75. Au sujet de la mort d'un pape.


" Si le pape était mort cinq ans plus tard au fond d'une maison de retraite,
ça n'aurait pas eu le même impact !"

 
Monseigneur jacques Perrier, évêque de Lourdes, sur france info, ce 03/04/05. 

 

Juste avant la mort, l'agonie.
Cela va de quelques secondes à plusieurs semaines. C'est bref et violent, ou lent comme une pavane. Le mot agonie lui-même vient du latin agonia, qui signifie angoisse, dérivé du grec agônia, qui veut dire lutte. L'agonie, c'est donc un combat. Le dernier pour reculer l'heure de la mort, entre vie et trépas.

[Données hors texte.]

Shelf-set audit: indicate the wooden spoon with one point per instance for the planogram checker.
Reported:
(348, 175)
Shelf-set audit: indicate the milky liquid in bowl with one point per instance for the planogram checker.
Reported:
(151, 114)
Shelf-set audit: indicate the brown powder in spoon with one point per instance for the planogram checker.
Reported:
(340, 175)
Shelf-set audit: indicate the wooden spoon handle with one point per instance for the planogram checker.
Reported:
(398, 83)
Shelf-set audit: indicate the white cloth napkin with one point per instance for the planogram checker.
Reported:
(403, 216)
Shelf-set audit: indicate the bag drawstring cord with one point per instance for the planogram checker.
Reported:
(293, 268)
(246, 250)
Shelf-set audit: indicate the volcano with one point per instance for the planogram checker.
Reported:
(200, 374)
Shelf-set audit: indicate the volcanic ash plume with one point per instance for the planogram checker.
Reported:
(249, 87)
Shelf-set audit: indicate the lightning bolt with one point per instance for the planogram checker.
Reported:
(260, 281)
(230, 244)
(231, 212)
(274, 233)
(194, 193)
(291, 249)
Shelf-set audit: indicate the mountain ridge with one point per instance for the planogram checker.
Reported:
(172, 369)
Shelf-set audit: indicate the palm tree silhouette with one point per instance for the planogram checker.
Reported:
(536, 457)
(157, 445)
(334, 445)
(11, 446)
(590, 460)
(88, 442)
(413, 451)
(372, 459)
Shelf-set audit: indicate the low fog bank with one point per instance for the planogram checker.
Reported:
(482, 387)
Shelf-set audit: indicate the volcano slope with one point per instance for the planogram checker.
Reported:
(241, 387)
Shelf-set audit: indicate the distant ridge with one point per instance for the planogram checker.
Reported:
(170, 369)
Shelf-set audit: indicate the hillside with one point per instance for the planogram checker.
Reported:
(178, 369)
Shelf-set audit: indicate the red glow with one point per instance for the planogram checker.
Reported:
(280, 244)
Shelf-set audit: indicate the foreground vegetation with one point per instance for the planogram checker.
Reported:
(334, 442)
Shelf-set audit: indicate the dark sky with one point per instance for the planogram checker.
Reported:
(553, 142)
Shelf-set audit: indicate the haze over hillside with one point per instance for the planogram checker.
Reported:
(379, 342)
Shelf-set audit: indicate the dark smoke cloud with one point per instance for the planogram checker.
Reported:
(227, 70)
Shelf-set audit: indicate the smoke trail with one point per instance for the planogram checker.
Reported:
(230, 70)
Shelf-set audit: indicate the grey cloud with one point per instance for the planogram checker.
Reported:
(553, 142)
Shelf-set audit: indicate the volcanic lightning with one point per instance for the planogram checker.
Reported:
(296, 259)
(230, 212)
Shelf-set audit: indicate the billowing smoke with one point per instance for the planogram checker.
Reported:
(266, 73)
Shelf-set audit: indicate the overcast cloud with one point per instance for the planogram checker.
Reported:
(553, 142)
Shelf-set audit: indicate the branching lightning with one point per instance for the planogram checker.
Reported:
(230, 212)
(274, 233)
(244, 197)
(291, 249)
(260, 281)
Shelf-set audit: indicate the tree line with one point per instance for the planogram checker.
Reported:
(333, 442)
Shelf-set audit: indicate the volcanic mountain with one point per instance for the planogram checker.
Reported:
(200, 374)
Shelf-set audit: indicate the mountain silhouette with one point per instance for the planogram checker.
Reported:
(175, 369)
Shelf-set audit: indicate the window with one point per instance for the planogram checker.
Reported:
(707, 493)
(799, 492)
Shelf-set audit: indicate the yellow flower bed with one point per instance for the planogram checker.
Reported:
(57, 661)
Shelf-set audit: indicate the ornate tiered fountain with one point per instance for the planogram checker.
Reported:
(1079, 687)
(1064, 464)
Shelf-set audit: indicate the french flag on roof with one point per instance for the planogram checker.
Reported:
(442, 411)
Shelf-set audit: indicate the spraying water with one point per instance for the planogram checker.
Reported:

Le dernier souffle qui manifeste qu'il y a encore de la vie mais plus d'espoir... Cela vaut pour tout le monde, mais l'agonie d'un pape se pare d'un mystère et d'une mise en scène supplémentaires. On en a encore eu la preuve en suivant l'ultime combat de Jean Paul II. Un personnage très important, au plus mal, masque de souffrance fiché dans sa chair, ne meurt pas comme le commun des mortels. Il est tout à la fois entouré et dépossédé de sa mort. Il est difficile d'admettre que le pape, surmontant son Parkinson, sa trachéotomie, sa désydratation et sa septicémie, soit resté "lucide et serein". L'agonie d'un pape, grand mystique et globe-trotter impénitent, chef d'une Eglise d'un milliard de fidèles, ne pouvait ressembler à une autre.

Laurent Greilsamer (extraits d'un article paru dans "le Monde")


Karol Jozef Wojtyla est né à Wadowice (Pologne) le 18/05/1920. Il est devenu pape le 16/10/1981, sous le nom de Jean-Paul II .Après avoir dirigé l'église catholique pendant plus de 26 ans, il est décédé ce 02/04/2005.